If the U.S. government decided to emulate China, what would go? The Journal’s chart of unemployment rates for college graduates lists clinical psychology, fine arts, U.S. history and library science as the majors least likely to lead to employment, but the jobless rates are low by Chinese standards.

It pays to wait for the second marshmallow

If you promise a second marshmallow to preschoolers who wait before eating the first, about 30 percent will wait 15 minutes, according to an experiment conducted in the ’60s. The rest can’t control their impulses long enough to get the second marshmallow.  The ability to delay gratification predicts success in high school and later life, reports the New Yorker.

Once (Stanford Psychology Professor Walter) Mischel began analyzing the results, he noticed that low delayers, the children who rang the bell quickly, seemed more likely to have behavioral problems, both in school and at home. They got lower S.A.T. scores. They struggled in stressful situations, often had trouble paying attention, and found it difficult to maintain friendships. The child who could wait fifteen minutes had an S.A.T. score that was, on average, two hundred and ten points higher than that of the kid who could wait only thirty seconds.

Researchers are following up with early and late marshmallow eaters, who are now in their 40s. Some will take MRIs to see if there are differences in the brain.

Researchers also are planning to study whether schoolchildren can be taught self-control skills that will persist when the marshmallows are all gone and children are trying to decide between homework and TV.

The lead researcher, Angela Lee Duckworth, an assistant professor of psychology at the University of Pennsylvania, was a high-school math teacher frustrated by students with no self-control.  As a psychologist, she “found that the ability to delay gratification— eighth graders were given a choice between a dollar right away or two dollars the following week — was a far better predictor of academic performance than I.Q.”

David Levin, the co-founder of KIPP charter schools, asked Mischel and Duckworth to study KIPP’s program to teach self-control.

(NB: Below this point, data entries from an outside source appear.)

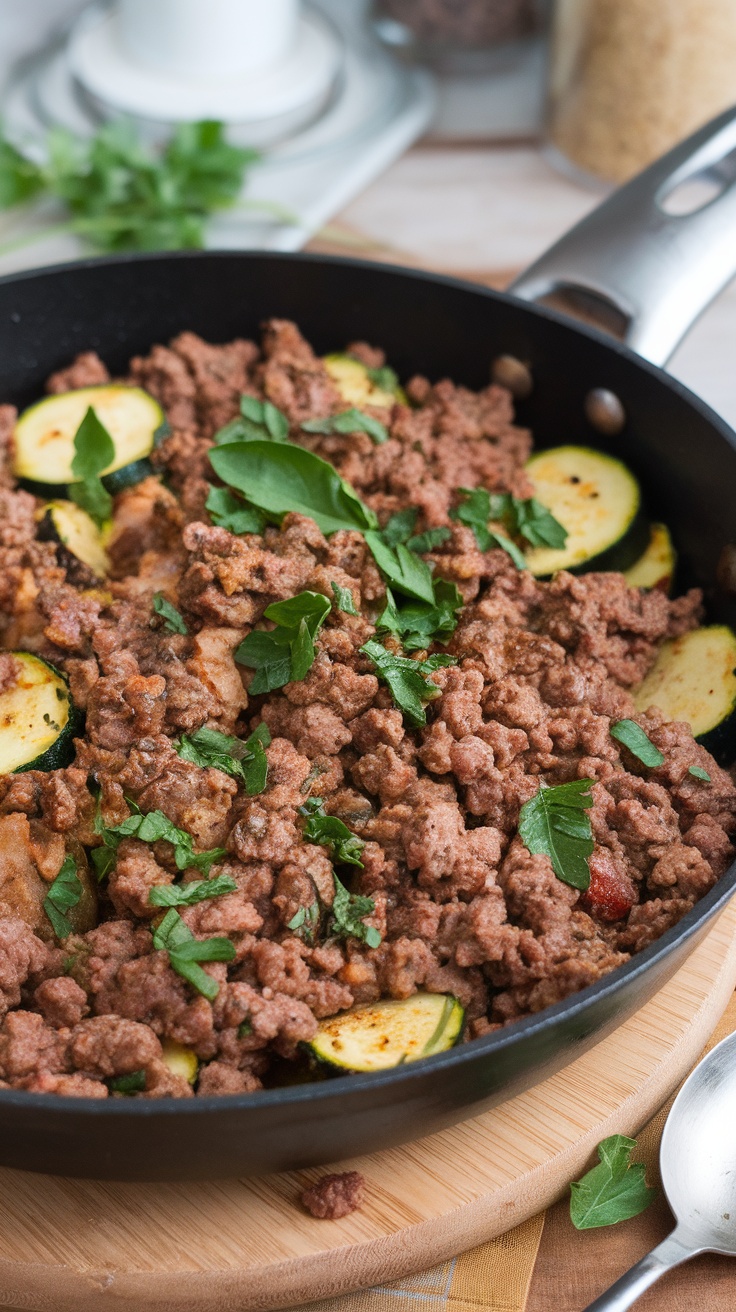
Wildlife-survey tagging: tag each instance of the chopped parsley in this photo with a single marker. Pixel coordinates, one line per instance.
(257, 421)
(188, 895)
(349, 421)
(152, 827)
(173, 619)
(93, 453)
(475, 511)
(285, 654)
(63, 894)
(408, 680)
(231, 512)
(612, 1191)
(348, 916)
(344, 845)
(280, 478)
(185, 953)
(638, 743)
(555, 823)
(344, 600)
(244, 760)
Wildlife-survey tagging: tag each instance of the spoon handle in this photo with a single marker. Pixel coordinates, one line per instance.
(626, 1290)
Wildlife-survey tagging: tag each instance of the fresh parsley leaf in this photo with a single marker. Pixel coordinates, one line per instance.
(285, 654)
(173, 619)
(400, 526)
(638, 743)
(63, 894)
(152, 827)
(278, 478)
(344, 600)
(555, 823)
(305, 924)
(349, 421)
(344, 845)
(475, 512)
(429, 539)
(420, 625)
(404, 570)
(244, 760)
(133, 1083)
(185, 951)
(348, 913)
(93, 453)
(383, 377)
(408, 680)
(126, 197)
(612, 1191)
(188, 895)
(20, 177)
(231, 512)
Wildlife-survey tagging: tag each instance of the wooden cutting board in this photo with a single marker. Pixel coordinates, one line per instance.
(70, 1245)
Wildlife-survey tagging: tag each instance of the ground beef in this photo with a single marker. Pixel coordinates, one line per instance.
(458, 903)
(335, 1197)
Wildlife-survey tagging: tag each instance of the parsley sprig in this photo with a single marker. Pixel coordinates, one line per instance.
(63, 894)
(349, 421)
(173, 619)
(285, 654)
(122, 196)
(612, 1191)
(185, 953)
(331, 832)
(244, 760)
(151, 827)
(555, 823)
(407, 678)
(93, 451)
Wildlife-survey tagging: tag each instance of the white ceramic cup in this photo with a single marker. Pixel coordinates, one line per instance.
(201, 40)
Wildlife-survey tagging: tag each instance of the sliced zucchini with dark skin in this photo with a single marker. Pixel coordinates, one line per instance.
(656, 567)
(43, 437)
(694, 680)
(38, 719)
(379, 1035)
(357, 387)
(78, 535)
(598, 503)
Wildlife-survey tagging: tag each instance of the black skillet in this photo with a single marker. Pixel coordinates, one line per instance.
(651, 272)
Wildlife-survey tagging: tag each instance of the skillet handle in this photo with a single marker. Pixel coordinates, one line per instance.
(656, 270)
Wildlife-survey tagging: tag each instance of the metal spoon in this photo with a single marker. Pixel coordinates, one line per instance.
(698, 1170)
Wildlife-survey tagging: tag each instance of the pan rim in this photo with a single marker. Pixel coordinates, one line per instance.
(530, 1026)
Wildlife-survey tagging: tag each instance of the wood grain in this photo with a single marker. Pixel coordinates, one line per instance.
(70, 1245)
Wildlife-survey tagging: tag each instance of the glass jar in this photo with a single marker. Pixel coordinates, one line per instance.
(631, 78)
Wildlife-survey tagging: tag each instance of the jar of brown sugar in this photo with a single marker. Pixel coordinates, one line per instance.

Self-control is one of the fundamental “character strengths” emphasized by KIPP — the KIPP academy in Philadelphia, for instance, gives its students a shirt emblazoned with the slogan “Don’t Eat the Marshmallow.”

Duckworth will analyze self-control mastery at KIPP schools, as well as at a private school, a school for gifted children and Mastery Charter Schools, in Philadelphia.

In the short run, students taught mental tricks can lengthen their delay time. But it takes practice to perfect self-discipline. “This is where your parents are important,” Mischel says.

According to Mischel, even the most mundane routines of childhood — such as not snacking before dinner, or saving up your allowance, or holding out until Christmas morning — are really sly exercises in cognitive training: we’re teaching ourselves how to think so that we can outsmart our desires.

Here’s a gadget — the Study Ball — that forces students to stick to their books.

Psych students do better online

Students who took Psychology 101 online outperformed those who attended lectures at University of Wisconsin-Milwaukee, reports the Milwaukee Journal-Sentinel.

Professor Diane Reddy has replaced the traditional lecture format with an online version of Psych 101. Students learn at their own pace but also have to obtain mastery, demonstrated by passing a quiz on each unit, before they can move on to the next.

Along the way, students get help from teaching assistants who monitor their online activity, identifying weak spots and providing advice – even if the students don’t seek it.

Over two years, online students tested 12 percent higher and earned more A’s and B’s than those who took the in-person class, even though online students started with lower grades averages. Low-income, minority and low-performing students did especially well with the online course.